0 Posted by - November 8, 2022 - History, LATEST POSTS

BY WALTER OPINDE

During the Presidency of Bill Clinton, the 42nd President of the U.S. (between 1993 and 2001), African-Americans witnessed a great change in the racial gap between different American ethnic groups. The policies and racial initiatives, introduced by the president during his tenure, gave a fundamental change to the black community’s civil rights. These initiates aimed at creating a united “One America” in the 21st Century. Historical records reveal that the primary beneficiaries of President Clinton’s initiatives were the African-Americans, as well as the Hispanic community.

Before the initiatives by President Bill Clinton, the economic gaps in American society were expanding at alarming rates.

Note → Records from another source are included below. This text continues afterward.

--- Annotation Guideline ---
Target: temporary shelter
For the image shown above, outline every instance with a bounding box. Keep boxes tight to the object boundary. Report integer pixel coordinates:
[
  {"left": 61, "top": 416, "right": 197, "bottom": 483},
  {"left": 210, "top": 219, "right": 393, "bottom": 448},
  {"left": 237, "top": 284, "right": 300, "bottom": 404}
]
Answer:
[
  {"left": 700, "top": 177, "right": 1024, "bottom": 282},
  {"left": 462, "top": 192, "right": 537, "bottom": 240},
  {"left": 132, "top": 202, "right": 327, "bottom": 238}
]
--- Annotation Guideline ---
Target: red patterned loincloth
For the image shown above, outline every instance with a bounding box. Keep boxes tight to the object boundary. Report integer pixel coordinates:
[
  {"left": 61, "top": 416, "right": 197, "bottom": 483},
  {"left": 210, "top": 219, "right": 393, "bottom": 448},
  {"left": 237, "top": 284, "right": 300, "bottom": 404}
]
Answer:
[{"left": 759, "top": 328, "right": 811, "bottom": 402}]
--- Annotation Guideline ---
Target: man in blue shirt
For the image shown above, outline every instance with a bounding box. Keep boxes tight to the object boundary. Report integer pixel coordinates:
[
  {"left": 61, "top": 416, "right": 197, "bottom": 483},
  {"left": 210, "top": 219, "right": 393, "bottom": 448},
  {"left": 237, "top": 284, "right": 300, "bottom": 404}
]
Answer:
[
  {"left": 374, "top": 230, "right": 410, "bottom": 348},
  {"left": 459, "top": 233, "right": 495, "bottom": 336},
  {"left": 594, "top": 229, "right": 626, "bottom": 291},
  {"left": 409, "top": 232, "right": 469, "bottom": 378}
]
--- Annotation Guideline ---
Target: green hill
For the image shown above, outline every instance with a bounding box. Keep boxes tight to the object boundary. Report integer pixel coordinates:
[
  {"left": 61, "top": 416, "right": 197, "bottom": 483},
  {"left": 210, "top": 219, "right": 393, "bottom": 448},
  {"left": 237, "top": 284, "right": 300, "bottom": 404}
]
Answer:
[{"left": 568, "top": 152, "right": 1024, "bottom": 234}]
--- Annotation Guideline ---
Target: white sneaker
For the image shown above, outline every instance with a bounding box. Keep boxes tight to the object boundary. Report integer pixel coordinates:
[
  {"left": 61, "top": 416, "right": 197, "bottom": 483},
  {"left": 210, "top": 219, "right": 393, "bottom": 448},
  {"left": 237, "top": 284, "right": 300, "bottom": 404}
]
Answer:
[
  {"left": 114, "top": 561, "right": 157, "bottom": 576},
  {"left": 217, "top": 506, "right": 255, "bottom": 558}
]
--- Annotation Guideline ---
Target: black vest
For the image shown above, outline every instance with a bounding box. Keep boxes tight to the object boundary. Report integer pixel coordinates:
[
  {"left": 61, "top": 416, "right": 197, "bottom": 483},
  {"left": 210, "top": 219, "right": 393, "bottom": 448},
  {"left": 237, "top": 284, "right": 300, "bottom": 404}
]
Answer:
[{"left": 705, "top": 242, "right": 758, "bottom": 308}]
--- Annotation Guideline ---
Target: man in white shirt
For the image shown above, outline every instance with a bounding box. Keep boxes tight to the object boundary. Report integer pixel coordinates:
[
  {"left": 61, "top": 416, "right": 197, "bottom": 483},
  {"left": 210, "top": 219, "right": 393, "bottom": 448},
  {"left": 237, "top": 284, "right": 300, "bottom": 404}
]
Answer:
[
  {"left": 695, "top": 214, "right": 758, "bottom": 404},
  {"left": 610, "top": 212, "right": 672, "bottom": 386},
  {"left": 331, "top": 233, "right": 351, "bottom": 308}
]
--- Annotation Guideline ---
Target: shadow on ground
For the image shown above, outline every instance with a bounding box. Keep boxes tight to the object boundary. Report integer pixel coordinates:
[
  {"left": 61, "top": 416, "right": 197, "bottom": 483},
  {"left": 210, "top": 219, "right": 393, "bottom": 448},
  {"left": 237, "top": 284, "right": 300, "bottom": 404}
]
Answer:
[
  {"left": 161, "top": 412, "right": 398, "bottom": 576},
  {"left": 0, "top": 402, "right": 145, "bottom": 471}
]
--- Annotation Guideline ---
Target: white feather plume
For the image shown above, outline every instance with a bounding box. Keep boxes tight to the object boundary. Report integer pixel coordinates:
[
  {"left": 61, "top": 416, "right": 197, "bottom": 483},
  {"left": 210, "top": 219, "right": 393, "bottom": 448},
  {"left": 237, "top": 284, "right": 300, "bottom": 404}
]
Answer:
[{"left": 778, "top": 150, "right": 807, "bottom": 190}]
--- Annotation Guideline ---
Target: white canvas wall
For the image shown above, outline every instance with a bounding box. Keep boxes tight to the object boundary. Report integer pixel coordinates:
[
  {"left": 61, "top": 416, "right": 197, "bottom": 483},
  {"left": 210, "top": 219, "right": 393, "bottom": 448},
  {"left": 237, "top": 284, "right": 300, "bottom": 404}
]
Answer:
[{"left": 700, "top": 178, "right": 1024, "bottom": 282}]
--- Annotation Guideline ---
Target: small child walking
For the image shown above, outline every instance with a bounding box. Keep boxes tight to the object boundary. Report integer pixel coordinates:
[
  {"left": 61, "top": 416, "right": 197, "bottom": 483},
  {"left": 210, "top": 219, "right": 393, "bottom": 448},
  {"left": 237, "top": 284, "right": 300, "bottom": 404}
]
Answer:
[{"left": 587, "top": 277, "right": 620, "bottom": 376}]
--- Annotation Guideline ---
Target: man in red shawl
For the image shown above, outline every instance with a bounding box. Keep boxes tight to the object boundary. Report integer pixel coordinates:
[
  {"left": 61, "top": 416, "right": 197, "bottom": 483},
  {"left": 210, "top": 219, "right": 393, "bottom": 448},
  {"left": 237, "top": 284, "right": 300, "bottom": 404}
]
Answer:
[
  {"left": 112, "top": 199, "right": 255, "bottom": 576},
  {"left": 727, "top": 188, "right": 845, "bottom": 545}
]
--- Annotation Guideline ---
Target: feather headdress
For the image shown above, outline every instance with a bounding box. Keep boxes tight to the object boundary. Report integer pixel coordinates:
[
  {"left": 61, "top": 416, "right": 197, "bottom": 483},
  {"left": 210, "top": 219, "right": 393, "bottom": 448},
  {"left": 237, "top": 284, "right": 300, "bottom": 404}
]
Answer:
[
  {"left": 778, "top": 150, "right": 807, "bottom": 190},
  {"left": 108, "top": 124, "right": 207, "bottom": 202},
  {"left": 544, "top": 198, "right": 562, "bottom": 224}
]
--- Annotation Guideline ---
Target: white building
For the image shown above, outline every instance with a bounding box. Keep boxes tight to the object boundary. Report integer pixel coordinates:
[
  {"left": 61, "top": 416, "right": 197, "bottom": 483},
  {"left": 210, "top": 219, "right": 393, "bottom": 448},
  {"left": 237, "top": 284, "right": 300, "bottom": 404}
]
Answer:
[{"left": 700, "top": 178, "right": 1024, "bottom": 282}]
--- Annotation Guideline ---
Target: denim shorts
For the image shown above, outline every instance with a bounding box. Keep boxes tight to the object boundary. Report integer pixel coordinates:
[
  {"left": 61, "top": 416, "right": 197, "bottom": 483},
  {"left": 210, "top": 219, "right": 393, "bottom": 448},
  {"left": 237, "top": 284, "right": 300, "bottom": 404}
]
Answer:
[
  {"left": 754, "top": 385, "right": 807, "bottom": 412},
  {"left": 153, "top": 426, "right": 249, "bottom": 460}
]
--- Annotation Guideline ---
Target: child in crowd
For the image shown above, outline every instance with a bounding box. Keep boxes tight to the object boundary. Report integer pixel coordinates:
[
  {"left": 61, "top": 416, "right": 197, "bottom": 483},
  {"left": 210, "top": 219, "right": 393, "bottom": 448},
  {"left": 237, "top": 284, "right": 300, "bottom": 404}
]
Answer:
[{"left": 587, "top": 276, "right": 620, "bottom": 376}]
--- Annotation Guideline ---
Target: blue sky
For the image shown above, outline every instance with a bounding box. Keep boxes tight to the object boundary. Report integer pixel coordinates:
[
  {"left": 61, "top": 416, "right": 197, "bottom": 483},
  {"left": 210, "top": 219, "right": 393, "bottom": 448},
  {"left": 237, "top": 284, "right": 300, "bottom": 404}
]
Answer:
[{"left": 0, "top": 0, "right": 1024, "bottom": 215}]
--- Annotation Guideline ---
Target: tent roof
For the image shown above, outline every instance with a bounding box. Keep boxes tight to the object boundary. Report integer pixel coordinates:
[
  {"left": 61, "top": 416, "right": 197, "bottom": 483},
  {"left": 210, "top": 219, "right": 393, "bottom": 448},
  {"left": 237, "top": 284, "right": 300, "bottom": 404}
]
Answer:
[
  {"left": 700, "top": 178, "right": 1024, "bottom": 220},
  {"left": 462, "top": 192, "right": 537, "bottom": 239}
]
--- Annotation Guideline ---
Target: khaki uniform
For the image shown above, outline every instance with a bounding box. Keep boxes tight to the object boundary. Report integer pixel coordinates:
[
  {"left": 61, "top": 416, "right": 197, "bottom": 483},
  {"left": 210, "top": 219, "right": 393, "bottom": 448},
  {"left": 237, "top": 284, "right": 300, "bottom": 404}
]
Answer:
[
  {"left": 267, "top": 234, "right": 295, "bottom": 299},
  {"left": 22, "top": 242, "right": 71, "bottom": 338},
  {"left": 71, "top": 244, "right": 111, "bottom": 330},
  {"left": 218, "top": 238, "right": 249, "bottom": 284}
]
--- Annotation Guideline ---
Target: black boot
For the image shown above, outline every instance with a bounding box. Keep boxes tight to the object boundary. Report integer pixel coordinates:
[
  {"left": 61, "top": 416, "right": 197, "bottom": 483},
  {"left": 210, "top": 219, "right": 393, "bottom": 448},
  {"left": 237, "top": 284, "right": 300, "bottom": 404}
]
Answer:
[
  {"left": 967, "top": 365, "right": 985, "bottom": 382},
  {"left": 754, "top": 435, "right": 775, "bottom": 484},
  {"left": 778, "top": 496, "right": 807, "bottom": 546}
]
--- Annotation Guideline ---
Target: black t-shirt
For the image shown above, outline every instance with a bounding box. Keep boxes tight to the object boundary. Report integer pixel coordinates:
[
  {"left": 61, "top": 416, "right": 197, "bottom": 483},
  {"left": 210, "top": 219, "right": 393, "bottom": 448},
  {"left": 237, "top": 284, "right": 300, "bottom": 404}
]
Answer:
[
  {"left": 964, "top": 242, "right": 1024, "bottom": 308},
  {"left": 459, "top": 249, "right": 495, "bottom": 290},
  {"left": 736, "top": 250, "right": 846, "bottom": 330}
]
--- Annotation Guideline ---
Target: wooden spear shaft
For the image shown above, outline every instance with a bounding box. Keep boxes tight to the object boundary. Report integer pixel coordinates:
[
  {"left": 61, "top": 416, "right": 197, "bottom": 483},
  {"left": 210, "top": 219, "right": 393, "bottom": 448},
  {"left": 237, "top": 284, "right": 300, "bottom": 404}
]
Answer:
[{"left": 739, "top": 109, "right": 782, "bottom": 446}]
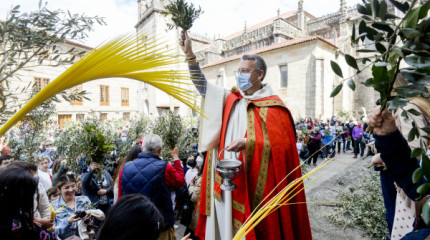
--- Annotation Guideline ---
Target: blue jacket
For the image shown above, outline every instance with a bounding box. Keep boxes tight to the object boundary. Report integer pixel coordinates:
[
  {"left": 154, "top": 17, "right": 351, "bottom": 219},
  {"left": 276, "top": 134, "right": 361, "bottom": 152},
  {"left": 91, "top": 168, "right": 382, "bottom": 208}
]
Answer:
[
  {"left": 121, "top": 152, "right": 175, "bottom": 230},
  {"left": 52, "top": 196, "right": 91, "bottom": 239},
  {"left": 323, "top": 132, "right": 334, "bottom": 146}
]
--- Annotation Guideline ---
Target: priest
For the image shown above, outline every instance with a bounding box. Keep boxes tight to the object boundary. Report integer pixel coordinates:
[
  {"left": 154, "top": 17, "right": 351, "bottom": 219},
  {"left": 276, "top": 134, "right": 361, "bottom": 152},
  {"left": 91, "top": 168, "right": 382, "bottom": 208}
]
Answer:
[{"left": 179, "top": 31, "right": 312, "bottom": 240}]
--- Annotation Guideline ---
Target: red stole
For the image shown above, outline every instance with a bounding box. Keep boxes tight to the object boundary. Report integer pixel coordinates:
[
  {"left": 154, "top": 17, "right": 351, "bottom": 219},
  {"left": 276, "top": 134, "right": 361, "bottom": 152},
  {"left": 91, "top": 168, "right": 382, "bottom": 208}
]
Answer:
[{"left": 196, "top": 92, "right": 312, "bottom": 240}]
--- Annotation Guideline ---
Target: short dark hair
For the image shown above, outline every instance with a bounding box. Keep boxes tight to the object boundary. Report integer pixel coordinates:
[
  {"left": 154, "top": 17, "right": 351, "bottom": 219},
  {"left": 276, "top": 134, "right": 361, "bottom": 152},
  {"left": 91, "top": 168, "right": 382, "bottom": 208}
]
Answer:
[
  {"left": 46, "top": 186, "right": 59, "bottom": 199},
  {"left": 96, "top": 194, "right": 164, "bottom": 240},
  {"left": 242, "top": 54, "right": 267, "bottom": 81},
  {"left": 7, "top": 161, "right": 37, "bottom": 173},
  {"left": 0, "top": 168, "right": 39, "bottom": 239},
  {"left": 0, "top": 155, "right": 13, "bottom": 164},
  {"left": 57, "top": 173, "right": 76, "bottom": 188}
]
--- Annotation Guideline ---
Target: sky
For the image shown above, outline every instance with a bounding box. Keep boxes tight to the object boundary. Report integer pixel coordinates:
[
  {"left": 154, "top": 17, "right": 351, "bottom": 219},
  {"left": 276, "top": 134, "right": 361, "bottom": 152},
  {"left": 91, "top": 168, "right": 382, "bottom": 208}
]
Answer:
[{"left": 0, "top": 0, "right": 361, "bottom": 47}]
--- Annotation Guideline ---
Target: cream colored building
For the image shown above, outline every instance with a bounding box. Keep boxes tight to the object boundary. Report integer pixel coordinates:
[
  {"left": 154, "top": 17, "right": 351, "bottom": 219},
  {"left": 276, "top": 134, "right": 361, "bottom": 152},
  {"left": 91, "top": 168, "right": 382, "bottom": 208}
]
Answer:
[
  {"left": 135, "top": 0, "right": 400, "bottom": 118},
  {"left": 4, "top": 41, "right": 140, "bottom": 126}
]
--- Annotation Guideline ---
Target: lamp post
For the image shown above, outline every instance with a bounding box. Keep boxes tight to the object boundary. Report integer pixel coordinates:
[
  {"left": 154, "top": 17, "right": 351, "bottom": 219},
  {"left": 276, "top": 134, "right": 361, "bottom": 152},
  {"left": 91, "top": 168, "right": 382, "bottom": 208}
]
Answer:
[{"left": 216, "top": 148, "right": 242, "bottom": 240}]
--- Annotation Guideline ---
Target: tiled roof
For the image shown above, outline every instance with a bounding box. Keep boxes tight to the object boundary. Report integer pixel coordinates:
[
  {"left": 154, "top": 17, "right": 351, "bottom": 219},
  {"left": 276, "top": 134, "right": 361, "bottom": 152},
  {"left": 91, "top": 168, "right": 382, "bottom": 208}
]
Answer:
[
  {"left": 202, "top": 36, "right": 337, "bottom": 68},
  {"left": 223, "top": 10, "right": 297, "bottom": 40}
]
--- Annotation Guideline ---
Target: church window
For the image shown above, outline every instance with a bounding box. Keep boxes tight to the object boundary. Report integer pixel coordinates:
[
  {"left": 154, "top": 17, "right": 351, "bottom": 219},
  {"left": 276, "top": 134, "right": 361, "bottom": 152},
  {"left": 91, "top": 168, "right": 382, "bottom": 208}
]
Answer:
[
  {"left": 100, "top": 85, "right": 109, "bottom": 106},
  {"left": 279, "top": 65, "right": 288, "bottom": 88}
]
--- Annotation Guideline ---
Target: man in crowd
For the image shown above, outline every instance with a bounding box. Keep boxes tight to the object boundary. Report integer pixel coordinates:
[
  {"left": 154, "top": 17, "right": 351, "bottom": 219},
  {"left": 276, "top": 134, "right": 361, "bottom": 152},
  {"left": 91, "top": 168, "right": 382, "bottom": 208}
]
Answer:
[
  {"left": 118, "top": 134, "right": 185, "bottom": 239},
  {"left": 180, "top": 32, "right": 312, "bottom": 239},
  {"left": 352, "top": 122, "right": 365, "bottom": 158},
  {"left": 0, "top": 155, "right": 14, "bottom": 171}
]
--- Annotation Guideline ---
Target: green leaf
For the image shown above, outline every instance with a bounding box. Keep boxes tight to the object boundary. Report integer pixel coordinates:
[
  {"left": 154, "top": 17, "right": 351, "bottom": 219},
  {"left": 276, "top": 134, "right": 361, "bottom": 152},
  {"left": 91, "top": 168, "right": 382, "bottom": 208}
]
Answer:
[
  {"left": 411, "top": 148, "right": 425, "bottom": 158},
  {"left": 351, "top": 23, "right": 356, "bottom": 43},
  {"left": 345, "top": 54, "right": 359, "bottom": 70},
  {"left": 347, "top": 79, "right": 355, "bottom": 91},
  {"left": 421, "top": 127, "right": 430, "bottom": 134},
  {"left": 401, "top": 28, "right": 421, "bottom": 39},
  {"left": 417, "top": 183, "right": 430, "bottom": 196},
  {"left": 408, "top": 128, "right": 418, "bottom": 142},
  {"left": 330, "top": 60, "right": 343, "bottom": 78},
  {"left": 418, "top": 0, "right": 430, "bottom": 19},
  {"left": 330, "top": 83, "right": 343, "bottom": 97},
  {"left": 403, "top": 7, "right": 421, "bottom": 28},
  {"left": 421, "top": 198, "right": 430, "bottom": 225},
  {"left": 388, "top": 98, "right": 409, "bottom": 110},
  {"left": 405, "top": 55, "right": 430, "bottom": 68},
  {"left": 408, "top": 109, "right": 421, "bottom": 116},
  {"left": 412, "top": 168, "right": 424, "bottom": 183},
  {"left": 370, "top": 0, "right": 379, "bottom": 19},
  {"left": 372, "top": 22, "right": 394, "bottom": 37},
  {"left": 394, "top": 85, "right": 428, "bottom": 98},
  {"left": 375, "top": 42, "right": 387, "bottom": 54},
  {"left": 356, "top": 49, "right": 376, "bottom": 53},
  {"left": 390, "top": 0, "right": 408, "bottom": 13},
  {"left": 378, "top": 1, "right": 387, "bottom": 20}
]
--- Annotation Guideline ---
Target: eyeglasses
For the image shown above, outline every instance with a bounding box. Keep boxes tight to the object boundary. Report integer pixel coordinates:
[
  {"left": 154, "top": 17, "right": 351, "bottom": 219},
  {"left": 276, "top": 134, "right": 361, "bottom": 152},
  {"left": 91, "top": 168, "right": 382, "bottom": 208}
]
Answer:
[{"left": 61, "top": 184, "right": 76, "bottom": 191}]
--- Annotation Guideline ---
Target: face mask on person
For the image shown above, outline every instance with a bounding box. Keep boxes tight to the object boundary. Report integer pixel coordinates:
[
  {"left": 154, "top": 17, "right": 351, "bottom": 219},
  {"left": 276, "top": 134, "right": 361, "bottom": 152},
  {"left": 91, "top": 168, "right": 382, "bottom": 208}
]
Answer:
[
  {"left": 196, "top": 156, "right": 203, "bottom": 167},
  {"left": 237, "top": 73, "right": 253, "bottom": 91}
]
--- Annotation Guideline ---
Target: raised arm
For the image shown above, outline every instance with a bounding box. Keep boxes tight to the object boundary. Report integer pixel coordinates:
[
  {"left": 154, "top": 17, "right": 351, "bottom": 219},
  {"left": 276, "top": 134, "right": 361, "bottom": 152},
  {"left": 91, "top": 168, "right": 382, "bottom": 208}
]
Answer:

The economic divide between the rich and the poor (basically the Whites and the Blacks/Hispanics, respectively) was increasingly growing wider. Between the 1980s and the early 1990s, the bottom 60% of Americans saw little, if any, increase in income, unemployment for the African-Americans and Hispanics reached a record high. As well, the poverty rate among African-Americans remained at or above 30%. Fortunately, the Clinton Administration worked and expanded opportunities for everyone, and improved the strength of the U.S. economy where almost everyone was a beneficiary; the African-Americans not excluded. Under President Clinton, unemployment and poverty rates declined for all groups, while family incomes increased. The Clinton Administration worked to increase opportunity by expanding access to higher education and job training, expanding loans to the minority and small businesses, as well as launching efforts to close the digital divide through expanding new markets in underserved communities.

Other examples of progress under the Clinton-Gore Administration include:

  • Under the Clinton-Gore Administration, the unemployment rate for African-Americans fell from 14.2% in 1992 to 7.3% towards the end of his era. As well, the African-American poverty rate has dropped from 33.1% in 1993 to 26.1% 2000. This was the lowest level ever recorded, and the largest five-year drop in African-American poverty since the 1960s. All groups of Americans, from the richest to the poorest, saw their incomes rise for three successive years. The average income for the lowest 20% earners increased by 5.4% as compared to an increase of 3.9% for the highest 20% earners. Moreover, poverty among African-American children also dropped to the lowest level on record.
  • The Clinton-Gore Administration fought to protect the rights of all Americans by increasing the funding for civil rights enforcements from $47.6 million in 1992 to $92 million by 2001. The President also ordered a comprehensive review of federal affirmative action programs, which concluded that affirmative action is still an effective and important tool to expand educational and economic opportunity to all Americans.
  • The median household income increased for the African-Americans by almost 15% between 1993 and 1999.
  • The highest number of African-American high school graduates enrolling in college ever, increasing from 48% in 1992 to 59% by 1998. From the beginning to the end of Clinton’s administration, SAT test-scores for college-bound African-American students had increased by a total of 13 points.